Erik Slingerland (MBA ’84) leads Egon Zehnder's global Public and Social Sector Practice as a Geneva-based partner, coordinating the firm’s international work with governments, international organizations, civil society, and educational and cultural institutions. He conducts some of the firm's most senior engagements in the multilateral and NGO space, supporting clients in executive and board searches as well as management appraisals and leadership consulting. In addition, Erik is active in Egon Zehnder’s Legal Professionals and Human Resources practices.
In the early 1990s, he established the firm’s first Eastern European office in Budapest, Hungary, and then fostered the firm’s growth in the region, opening offices in Prague; Warsaw, Poland; Moscow and Bratislava, Slovakia.
Prior to joining Egon Zehnder, Slingerland had an international career with Ciba-Geigy (now Novartis), serving in financial leadership positions in The Netherlands, Switzerland and Brazil.
Slingerland holds master’s degree and Ph.D. in law from the University of Zürich in addition to his MBA from Darden.
What do you do in your current role?
I search and assess senior leadership talent, perform board consulting and board member searches, and conduct effectiveness reviews of senior leadership teams. I coordinate and guide a team of about 30 consultants globally, focused on the development and execution of all client activities of our firm outside the private sector such as governments and government-owned institutions, international organizations, NGOs, foundations, universities, and arts and culture.
What’s a typical day like for you at work?

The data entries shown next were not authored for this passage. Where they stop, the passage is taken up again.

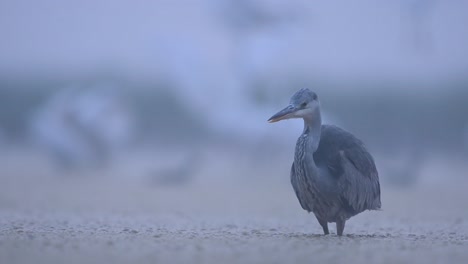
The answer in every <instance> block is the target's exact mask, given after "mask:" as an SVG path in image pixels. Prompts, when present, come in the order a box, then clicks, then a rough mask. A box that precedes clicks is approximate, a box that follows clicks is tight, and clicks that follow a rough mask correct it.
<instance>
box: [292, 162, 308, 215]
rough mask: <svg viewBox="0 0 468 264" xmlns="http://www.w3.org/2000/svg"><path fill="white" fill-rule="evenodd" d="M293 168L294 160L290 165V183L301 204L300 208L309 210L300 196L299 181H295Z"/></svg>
mask: <svg viewBox="0 0 468 264" xmlns="http://www.w3.org/2000/svg"><path fill="white" fill-rule="evenodd" d="M295 173H296V172H295V170H294V162H293V164H292V166H291V185H292V186H293V189H294V192H295V193H296V196H297V199H298V200H299V203H300V204H301V206H302V209H304V210H306V211H308V212H310V209H309V207H308V206H307V203H306V202H305V201H303V198H301V197H302V196H301V195H300V193H299V182H298V181H297V178H296V175H295Z"/></svg>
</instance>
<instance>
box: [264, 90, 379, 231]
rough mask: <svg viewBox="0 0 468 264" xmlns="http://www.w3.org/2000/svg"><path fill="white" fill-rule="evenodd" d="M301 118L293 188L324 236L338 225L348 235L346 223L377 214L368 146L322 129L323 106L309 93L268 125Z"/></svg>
mask: <svg viewBox="0 0 468 264" xmlns="http://www.w3.org/2000/svg"><path fill="white" fill-rule="evenodd" d="M290 118H302V119H303V120H304V130H303V132H302V134H301V136H300V137H299V138H298V140H297V143H296V150H295V153H294V162H293V164H292V168H291V184H292V186H293V188H294V191H295V193H296V196H297V198H298V200H299V203H300V204H301V206H302V208H303V209H304V210H306V211H308V212H313V213H314V214H315V217H316V218H317V220H318V222H319V224H320V225H321V226H322V228H323V232H324V234H325V235H327V234H329V231H328V223H336V230H337V234H338V235H339V236H342V235H343V230H344V226H345V222H346V220H348V219H349V218H351V217H352V216H355V215H357V214H359V213H361V212H363V211H365V210H378V209H380V207H381V202H380V183H379V176H378V172H377V168H376V166H375V163H374V160H373V158H372V156H371V154H370V153H369V152H368V151H367V150H366V148H365V146H364V144H363V143H362V142H361V141H360V140H359V139H357V138H356V137H355V136H353V135H352V134H351V133H349V132H347V131H345V130H343V129H341V128H339V127H336V126H333V125H322V119H321V114H320V102H319V100H318V97H317V94H315V93H314V92H312V91H310V90H309V89H302V90H299V91H298V92H296V93H295V94H294V95H293V96H292V98H291V101H290V104H289V105H288V106H287V107H286V108H284V109H283V110H281V111H279V112H278V113H276V114H275V115H273V116H272V117H271V118H270V119H269V120H268V122H270V123H273V122H277V121H280V120H284V119H290Z"/></svg>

Discussing leadership and governance challenges with clients such as the U.N., Red Cross, World Bank, and various national governments and universities. Identifying and evaluating potential candidates to understand their ambitions, capabilities and potential, matching them with our clients’ needs. A typical day includes international travel, client visits, profound personal discussions with people of enormous diversity in terms of their origin and cultural background, and — ultimately — creating societal (and monetary) value by bringing the right people together.
How has Darden impacted your life?
It has taught me about management and its tools, but more importantly about people, teamwork and leadership; about strategic thinking and about how useless that is without thoughtful and effective implementation; and, finally, about myself and trusting my capabilities. The impact has been profound and lasting.
Why did you choose Darden?
Its focus on case method teaching, its faculty-student ratio, recommendations by alumni friends, and the feeling it left me with after my first visit.
What’s the best advice you have ever received?
When adapting to a new environment, be willing — and happily so — to give 120% of yourself and be genuinely satisfied when getting 80% in return. If you are able to do that, you will integrate anywhere and ultimately reap the benefits. This has proven to be ever so true.
What’s your personal motto?
Think positively and count your blessings!
How do you measure success?
Lasting and sustainable leadership improvements — better CEO appointments, better functioning boards — and their potential to positively impact society.
What motivates you?
Professionally: Attaining success, and the curiosity and urge to understand what makes individuals tick, what makes them excel.